Here is the source code of the Java Program to Implement Strassen Matrix Multiplication Algorithm. The Java program is successfully compiled and run on a Windows system. The program output is also shown below.

  1. /**
  2.  ** Java Program to Implement Strassen Algorithm
  3.  **/
  4.  
  5. import java.util.Scanner;
  6.  
  7. /** Class Strassen **/
  8. public class Strassen
  9. {
  10.     /** Function to multiply matrices **/
  11.     public int[][] multiply(int[][] A, int[][] B)
  12.     {        
  13.         int n = A.length;
  14.         int[][] R = new int[n][n];
  15.         /** base case **/
  16.         if (n == 1)
  17.             R[0][0] = A[0][0] * B[0][0];
  18.         else
  19.         {
  20.             int[][] A11 = new int[n/2][n/2];
  21.             int[][] A12 = new int[n/2][n/2];
  22.             int[][] A21 = new int[n/2][n/2];
  23.             int[][] A22 = new int[n/2][n/2];
  24.             int[][] B11 = new int[n/2][n/2];
  25.             int[][] B12 = new int[n/2][n/2];
  26.             int[][] B21 = new int[n/2][n/2];
  27.             int[][] B22 = new int[n/2][n/2];
  28.  
  29.             /** Dividing matrix A into 4 halves **/
  30.             split(A, A11, 0 , 0);
  31.             split(A, A12, 0 , n/2);
  32.             split(A, A21, n/2, 0);
  33.             split(A, A22, n/2, n/2);
  34.             /** Dividing matrix B into 4 halves **/
  35.             split(B, B11, 0 , 0);
  36.             split(B, B12, 0 , n/2);
  37.             split(B, B21, n/2, 0);
  38.             split(B, B22, n/2, n/2);
  39.  
  40.             /** 
  41.               M1 = (A11 + A22)(B11 + B22)

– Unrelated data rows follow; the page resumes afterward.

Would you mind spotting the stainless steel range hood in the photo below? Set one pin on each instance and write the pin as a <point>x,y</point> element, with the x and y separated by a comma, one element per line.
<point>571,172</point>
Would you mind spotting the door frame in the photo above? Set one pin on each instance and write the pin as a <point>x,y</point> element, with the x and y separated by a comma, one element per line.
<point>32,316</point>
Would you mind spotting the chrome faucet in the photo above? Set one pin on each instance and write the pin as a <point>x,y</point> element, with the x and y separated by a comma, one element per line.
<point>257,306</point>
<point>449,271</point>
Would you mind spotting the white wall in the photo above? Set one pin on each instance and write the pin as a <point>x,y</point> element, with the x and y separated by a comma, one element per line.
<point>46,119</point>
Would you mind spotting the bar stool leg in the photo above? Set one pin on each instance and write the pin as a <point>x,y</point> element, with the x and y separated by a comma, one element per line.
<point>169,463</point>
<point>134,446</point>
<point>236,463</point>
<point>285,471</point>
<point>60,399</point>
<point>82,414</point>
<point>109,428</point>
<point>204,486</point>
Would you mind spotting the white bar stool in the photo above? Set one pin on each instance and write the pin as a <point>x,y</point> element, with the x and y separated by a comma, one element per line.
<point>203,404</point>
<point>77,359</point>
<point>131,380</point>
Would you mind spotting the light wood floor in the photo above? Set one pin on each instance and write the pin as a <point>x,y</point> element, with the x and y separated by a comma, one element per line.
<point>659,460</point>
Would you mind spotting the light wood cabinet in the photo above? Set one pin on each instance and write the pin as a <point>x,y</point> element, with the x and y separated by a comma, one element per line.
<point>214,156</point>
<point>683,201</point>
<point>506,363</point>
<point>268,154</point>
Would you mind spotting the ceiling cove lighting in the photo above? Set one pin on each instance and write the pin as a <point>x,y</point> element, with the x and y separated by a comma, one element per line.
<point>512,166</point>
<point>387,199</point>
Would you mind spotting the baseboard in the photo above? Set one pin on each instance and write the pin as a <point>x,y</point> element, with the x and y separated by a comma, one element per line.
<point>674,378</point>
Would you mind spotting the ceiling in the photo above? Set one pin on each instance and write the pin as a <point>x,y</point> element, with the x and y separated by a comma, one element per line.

  42.               M2 = (A21 + A22) B11
  43.               M3 = A11 (B12 - B22)
  44.               M4 = A22 (B21 - B11)
  45.               M5 = (A11 + A12) B22
  46.               M6 = (A21 - A11) (B11 + B12)
  47.               M7 = (A12 - A22) (B21 + B22)
  48.             **/
  49.  
  50.             int [][] M1 = multiply(add(A11, A22), add(B11, B22));
  51.             int [][] M2 = multiply(add(A21, A22), B11);
  52.             int [][] M3 = multiply(A11, sub(B12, B22));
  53.             int [][] M4 = multiply(A22, sub(B21, B11));
  54.             int [][] M5 = multiply(add(A11, A12), B22);
  55.             int [][] M6 = multiply(sub(A21, A11), add(B11, B12));
  56.             int [][] M7 = multiply(sub(A12, A22), add(B21, B22));
  57.  
  58.             /**
  59.               C11 = M1 + M4 - M5 + M7
  60.               C12 = M3 + M5
  61.               C21 = M2 + M4
  62.               C22 = M1 - M2 + M3 + M6
  63.             **/
  64.             int [][] C11 = add(sub(add(M1, M4), M5), M7);
  65.             int [][] C12 = add(M3, M5);
  66.             int [][] C21 = add(M2, M4);
  67.             int [][] C22 = add(sub(add(M1, M3), M2), M6);
  68.  
  69.             /** join 4 halves into one result matrix **/
  70.             join(C11, R, 0 , 0);
  71.             join(C12, R, 0 , n/2);
  72.             join(C21, R, n/2, 0);
  73.             join(C22, R, n/2, n/2);
  74.         }
  75.         /** return result **/    
  76.         return R;
  77.     }
  78.     /** Funtion to sub two matrices **/
  79.     public int[][] sub(int[][] A, int[][] B)
  80.     {
  81.         int n = A.length;
  82.         int[][] C = new int[n][n];
  83.         for (int i = 0; i < n; i++)
  84.             for (int j = 0; j < n; j++)
  85.                 C[i][j] = A[i][j] - B[i][j];
  86.         return C;
  87.     }
  88.     /** Funtion to add two matrices **/
  89.     public int[][] add(int[][] A, int[][] B)
  90.     {
  91.         int n = A.length;
  92.         int[][] C = new int[n][n];
  93.         for (int i = 0; i < n; i++)
  94.             for (int j = 0; j < n; j++)
  95.                 C[i][j] = A[i][j] + B[i][j];
  96.         return C;
  97.     }
  98.     /** Funtion to split parent matrix into child matrices **/
  99.     public void split(int[][] P, int[][] C, int iB, int jB) 
  100.     {
  101.         for(int i1 = 0, i2 = iB; i1 < C.length; i1++, i2++)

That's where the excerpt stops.